I don’t know how people who don’t read can write. There’s no such thing as spontaneous generation. Words spawn words. Literature spawns literature, and it’s not just a matter of having models. Writing is a private itch having less to do with self-expression than with the human compulsion to absorb, imitate and best other humans. In a 1953 interview with the BBC, when asked if he was conveying a “message” in his work, Evelyn Waugh replied: “No, I wish to make a pleasant object, I think any work of art is something exterior to oneself, it is the making of something, whether it’s a bed table or a book.”
   
“I don’t know why it is that things become more precious with the awareness that someone else has looked at them, thought about them, written about them. But so I find it to be. There is less originality than we think.”
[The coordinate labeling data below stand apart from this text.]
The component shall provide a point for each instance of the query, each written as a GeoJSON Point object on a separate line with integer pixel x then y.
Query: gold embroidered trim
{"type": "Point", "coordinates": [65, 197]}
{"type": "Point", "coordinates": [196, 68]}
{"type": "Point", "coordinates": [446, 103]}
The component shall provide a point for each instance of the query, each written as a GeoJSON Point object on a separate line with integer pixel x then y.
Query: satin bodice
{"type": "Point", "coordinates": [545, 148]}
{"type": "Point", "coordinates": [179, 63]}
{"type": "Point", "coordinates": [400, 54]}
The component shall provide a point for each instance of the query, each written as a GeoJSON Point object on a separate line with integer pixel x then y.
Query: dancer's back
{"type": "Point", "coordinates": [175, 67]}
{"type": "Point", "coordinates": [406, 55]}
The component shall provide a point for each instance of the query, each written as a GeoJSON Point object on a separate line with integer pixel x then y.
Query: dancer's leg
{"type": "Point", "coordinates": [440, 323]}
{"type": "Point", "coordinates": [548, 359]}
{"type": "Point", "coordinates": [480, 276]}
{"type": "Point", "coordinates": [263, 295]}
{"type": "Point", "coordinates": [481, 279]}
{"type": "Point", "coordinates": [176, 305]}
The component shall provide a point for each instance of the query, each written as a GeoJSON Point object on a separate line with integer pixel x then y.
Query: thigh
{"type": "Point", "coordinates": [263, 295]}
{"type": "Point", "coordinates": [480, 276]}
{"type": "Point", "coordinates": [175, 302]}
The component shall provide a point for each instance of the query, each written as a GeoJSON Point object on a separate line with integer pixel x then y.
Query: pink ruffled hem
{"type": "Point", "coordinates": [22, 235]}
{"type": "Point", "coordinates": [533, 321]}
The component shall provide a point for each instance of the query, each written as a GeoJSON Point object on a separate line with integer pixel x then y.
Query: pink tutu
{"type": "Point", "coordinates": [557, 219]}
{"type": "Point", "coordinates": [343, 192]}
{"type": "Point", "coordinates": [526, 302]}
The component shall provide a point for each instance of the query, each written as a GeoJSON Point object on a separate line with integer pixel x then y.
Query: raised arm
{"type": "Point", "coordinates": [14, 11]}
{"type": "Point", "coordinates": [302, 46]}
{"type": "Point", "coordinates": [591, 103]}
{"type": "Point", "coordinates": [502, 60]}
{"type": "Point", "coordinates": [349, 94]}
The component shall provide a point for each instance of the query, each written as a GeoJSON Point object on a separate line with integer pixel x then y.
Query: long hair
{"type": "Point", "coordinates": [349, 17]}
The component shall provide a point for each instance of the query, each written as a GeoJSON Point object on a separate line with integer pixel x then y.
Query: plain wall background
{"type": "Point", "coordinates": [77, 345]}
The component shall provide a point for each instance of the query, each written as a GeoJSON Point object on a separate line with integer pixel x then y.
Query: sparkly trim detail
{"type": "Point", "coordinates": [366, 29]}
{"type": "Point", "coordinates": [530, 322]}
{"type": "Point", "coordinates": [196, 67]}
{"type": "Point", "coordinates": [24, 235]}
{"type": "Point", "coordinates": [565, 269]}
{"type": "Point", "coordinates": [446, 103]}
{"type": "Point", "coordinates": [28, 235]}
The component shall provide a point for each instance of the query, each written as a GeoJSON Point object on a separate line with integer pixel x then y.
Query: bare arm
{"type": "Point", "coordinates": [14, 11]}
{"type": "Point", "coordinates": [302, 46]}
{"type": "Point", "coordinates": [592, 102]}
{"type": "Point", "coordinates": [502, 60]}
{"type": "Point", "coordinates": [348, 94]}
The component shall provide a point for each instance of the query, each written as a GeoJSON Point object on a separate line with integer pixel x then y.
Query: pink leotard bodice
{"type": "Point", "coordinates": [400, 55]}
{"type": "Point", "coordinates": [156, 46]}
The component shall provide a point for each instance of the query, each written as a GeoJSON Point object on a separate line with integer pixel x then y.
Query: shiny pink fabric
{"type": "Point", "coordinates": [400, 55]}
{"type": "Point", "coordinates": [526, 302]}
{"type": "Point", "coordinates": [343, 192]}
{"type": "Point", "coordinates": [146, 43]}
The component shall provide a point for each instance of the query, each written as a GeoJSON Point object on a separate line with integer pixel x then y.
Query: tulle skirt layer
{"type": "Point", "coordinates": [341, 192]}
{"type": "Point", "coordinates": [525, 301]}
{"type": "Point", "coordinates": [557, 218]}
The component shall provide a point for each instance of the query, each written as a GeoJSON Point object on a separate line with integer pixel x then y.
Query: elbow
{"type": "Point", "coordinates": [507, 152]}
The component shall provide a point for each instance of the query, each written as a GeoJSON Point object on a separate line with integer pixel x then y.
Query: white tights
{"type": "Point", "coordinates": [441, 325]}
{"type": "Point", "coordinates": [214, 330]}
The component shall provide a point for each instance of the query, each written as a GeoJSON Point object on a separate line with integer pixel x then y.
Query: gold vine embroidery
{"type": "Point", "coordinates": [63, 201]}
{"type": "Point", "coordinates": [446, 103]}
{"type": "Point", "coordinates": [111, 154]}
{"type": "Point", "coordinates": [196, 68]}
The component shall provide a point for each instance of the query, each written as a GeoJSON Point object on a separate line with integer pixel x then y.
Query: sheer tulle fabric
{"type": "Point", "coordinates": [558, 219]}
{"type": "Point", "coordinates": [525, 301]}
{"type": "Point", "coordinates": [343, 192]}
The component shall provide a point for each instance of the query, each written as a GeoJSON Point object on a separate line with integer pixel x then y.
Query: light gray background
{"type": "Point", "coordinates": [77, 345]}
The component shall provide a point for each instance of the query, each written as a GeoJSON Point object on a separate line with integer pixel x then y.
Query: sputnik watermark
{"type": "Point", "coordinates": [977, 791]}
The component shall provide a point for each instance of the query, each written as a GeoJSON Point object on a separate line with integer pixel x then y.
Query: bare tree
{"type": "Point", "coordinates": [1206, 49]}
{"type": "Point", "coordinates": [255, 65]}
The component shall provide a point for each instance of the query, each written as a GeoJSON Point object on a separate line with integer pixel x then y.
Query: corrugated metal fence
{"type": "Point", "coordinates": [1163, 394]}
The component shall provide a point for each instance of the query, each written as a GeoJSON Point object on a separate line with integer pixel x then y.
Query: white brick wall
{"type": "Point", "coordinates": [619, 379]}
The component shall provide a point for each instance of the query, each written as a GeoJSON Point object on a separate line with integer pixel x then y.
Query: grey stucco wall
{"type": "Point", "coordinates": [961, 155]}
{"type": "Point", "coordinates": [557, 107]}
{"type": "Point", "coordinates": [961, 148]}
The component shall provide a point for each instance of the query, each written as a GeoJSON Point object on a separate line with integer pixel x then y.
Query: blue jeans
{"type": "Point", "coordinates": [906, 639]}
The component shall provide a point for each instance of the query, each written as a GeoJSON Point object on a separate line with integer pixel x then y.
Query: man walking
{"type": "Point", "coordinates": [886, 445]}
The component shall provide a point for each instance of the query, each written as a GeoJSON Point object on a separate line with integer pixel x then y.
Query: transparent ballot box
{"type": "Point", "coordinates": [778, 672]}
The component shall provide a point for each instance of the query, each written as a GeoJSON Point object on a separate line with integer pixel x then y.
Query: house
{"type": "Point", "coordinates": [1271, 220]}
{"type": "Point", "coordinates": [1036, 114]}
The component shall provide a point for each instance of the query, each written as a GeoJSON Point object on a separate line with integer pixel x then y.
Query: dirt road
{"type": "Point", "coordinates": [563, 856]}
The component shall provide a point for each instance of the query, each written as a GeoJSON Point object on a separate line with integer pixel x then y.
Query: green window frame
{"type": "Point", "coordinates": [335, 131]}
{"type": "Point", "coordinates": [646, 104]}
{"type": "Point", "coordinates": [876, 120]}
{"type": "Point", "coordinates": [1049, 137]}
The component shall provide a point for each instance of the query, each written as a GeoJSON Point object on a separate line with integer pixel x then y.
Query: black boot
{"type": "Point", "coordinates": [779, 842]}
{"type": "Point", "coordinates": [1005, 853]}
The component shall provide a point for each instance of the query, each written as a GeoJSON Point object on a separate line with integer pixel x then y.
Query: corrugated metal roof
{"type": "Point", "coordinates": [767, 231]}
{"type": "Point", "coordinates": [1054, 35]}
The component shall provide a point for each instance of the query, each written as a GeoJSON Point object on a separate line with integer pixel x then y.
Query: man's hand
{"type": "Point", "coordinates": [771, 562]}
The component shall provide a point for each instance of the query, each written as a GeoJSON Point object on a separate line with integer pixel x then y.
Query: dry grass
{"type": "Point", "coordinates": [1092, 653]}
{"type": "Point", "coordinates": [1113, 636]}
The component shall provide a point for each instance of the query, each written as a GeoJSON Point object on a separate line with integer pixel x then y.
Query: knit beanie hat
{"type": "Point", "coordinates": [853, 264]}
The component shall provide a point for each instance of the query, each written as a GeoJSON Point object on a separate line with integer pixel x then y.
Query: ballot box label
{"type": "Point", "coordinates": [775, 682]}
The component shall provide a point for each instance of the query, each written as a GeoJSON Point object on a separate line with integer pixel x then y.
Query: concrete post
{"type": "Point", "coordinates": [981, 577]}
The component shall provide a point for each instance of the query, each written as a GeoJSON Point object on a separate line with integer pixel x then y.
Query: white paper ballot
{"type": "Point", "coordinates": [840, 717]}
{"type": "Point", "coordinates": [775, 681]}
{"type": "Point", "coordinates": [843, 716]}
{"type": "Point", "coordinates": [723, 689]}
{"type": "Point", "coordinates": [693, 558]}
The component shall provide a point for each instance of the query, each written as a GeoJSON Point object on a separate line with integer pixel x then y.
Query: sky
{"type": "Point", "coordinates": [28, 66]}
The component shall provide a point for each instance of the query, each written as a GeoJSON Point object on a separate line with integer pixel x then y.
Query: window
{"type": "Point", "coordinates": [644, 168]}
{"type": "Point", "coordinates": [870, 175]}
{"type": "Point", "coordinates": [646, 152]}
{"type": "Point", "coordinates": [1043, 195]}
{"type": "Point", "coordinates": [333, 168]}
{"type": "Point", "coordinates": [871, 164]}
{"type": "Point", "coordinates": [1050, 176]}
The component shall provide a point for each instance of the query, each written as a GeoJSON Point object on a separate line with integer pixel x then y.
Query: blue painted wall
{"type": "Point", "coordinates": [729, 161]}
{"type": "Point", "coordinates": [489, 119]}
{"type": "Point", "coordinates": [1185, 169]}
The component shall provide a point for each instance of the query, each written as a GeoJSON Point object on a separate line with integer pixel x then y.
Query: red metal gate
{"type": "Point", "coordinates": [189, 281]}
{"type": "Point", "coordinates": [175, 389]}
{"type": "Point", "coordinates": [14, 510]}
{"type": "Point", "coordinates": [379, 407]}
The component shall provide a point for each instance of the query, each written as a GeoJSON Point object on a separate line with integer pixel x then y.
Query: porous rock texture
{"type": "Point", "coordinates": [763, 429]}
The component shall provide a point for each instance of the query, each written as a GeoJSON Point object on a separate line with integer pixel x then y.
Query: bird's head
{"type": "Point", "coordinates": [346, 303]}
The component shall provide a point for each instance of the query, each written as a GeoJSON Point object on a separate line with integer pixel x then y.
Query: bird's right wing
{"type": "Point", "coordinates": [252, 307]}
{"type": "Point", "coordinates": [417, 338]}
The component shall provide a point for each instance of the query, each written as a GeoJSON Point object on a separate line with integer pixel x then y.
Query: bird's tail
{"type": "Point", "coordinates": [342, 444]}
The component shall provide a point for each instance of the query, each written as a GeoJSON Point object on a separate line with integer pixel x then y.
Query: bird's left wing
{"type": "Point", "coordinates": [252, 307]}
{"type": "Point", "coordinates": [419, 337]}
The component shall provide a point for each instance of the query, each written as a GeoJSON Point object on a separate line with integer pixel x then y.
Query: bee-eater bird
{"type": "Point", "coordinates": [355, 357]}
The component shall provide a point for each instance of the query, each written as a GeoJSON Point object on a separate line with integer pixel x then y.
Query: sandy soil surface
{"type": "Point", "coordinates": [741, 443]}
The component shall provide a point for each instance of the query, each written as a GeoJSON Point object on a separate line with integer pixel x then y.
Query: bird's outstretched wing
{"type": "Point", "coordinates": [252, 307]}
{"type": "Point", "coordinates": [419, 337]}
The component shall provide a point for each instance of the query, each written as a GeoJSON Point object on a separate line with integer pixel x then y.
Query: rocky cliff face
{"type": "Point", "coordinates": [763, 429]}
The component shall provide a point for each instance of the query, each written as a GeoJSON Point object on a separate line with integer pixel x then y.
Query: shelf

Originality is a seductively destructive myth. Setting out to be original seems like a prescription for unreadability. Charles Olson and William Burroughs wished to be original and ended up merely incoherent, shallow and tedious.

“It’s not the command of knowledge that matters finally, but the company. It’s the predecessors. As a writer I don’t know where I’d be without them.”

[The quoted passages are taken from the title essay in Amy Clampitt’s Predecessors, Et Cetera (University of Michigan Press, 1991).]